In a bustling week for news, stocks climbed higher as a positive US inflation report suggested that the Federal Reserve might cut interest rates sooner than anticipated. The blue-chip S&P 500 index rose by 1.1%, achieving a new record high, while the technology-focused Nasdaq index increased by 0.4%.
The Bureau of Labor Statistics announced that annual US consumer price inflation slowed more than expected to 3% in June, marking the lowest level in a year. This report followed Federal Reserve Chair Jerome Powell’s statement to Congress that “more good data” is necessary before lowering interest rates. Following the inflation report, money market futures now indicate a 99% likelihood that the Fed will begin cutting rates in September.
In corporate news, the second quarter earnings season started with mixed results. Despite surpassing analysts’ forecasts, shares in Wall Street investment banks JPMorgan Chase and Citigroup fell on Friday. Both banks cautioned that some account holders are feeling the impact of the higher cost of living and are becoming more cautious with their spending. Citi’s consumer lending business, including its credit cards, dropped 74% from a year earlier, and JPMorgan increased its provision for credit losses to $3.05 billion.
Goldman Sachs reported on Monday, and its shares rose by 3% after announcing that profits more than doubled to $3 billion in the second quarter, boosted by increased dealmaking and trading activity in bonds and equities. Goldman advised on ExxonMobil’s $60 billion acquisition of Pioneer Natural Resources during the quarter. CEO David Solomon told analysts that he believes “we are in the early innings of a capital markets and M&A recovery.”

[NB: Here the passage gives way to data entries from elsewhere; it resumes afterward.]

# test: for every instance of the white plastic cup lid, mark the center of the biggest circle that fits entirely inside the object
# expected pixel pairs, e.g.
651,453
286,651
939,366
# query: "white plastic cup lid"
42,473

An upgrade by Morgan Stanley propelled Apple shares to a new all-time high, increasing its market valuation to $3.6 trillion. Analysts at the brokerage expect Apple’s suite of artificial intelligence services to drive a record number of its 1.3 billion users to upgrade their iPhones, iPads, and iMacs. Apple also revealed that its annual sales in India rose 33% to almost $8 billion in the year ending in March. This record performance in the world’s most populous country comes at a crucial time as Apple faces more challenging conditions in China, including trade tensions with the US.
The attempted assassination of Donald Trump on Saturday evening shocked the world but had little impact on the markets. However, the expectation that this event will boost his election campaign led to a surge of more than 30% in the shares of Trump Media & Technology Group on Monday.
Closer to home, shares in Burberry plummeted 16% on Monday after it warned that annual profits would fall short of expectations. This prompted the company to replace its chief executive and suspend its dividend. The British fashion group has struggled to revitalise its brand since Christopher Bailey’s departure in 2017 and hopes that new CEO Joshua Schulman can drive the turnaround that his predecessors failed to achieve.
In commodity markets, Brent Crude fell back below $85 a barrel following China’s second quarter GDP report, which did not meet expectations. China’s National Bureau of Statistics reported that the economy grew 4.7% year-on-year, down from 5.3% in the first quarter, due to weaker consumer spending and a downturn in its property sector. China remains the world’s largest importer of crude oil.
The week’s developments show a complex interplay between corporate performances, economic data, and geopolitical events, influencing both market trends and investor sentiment.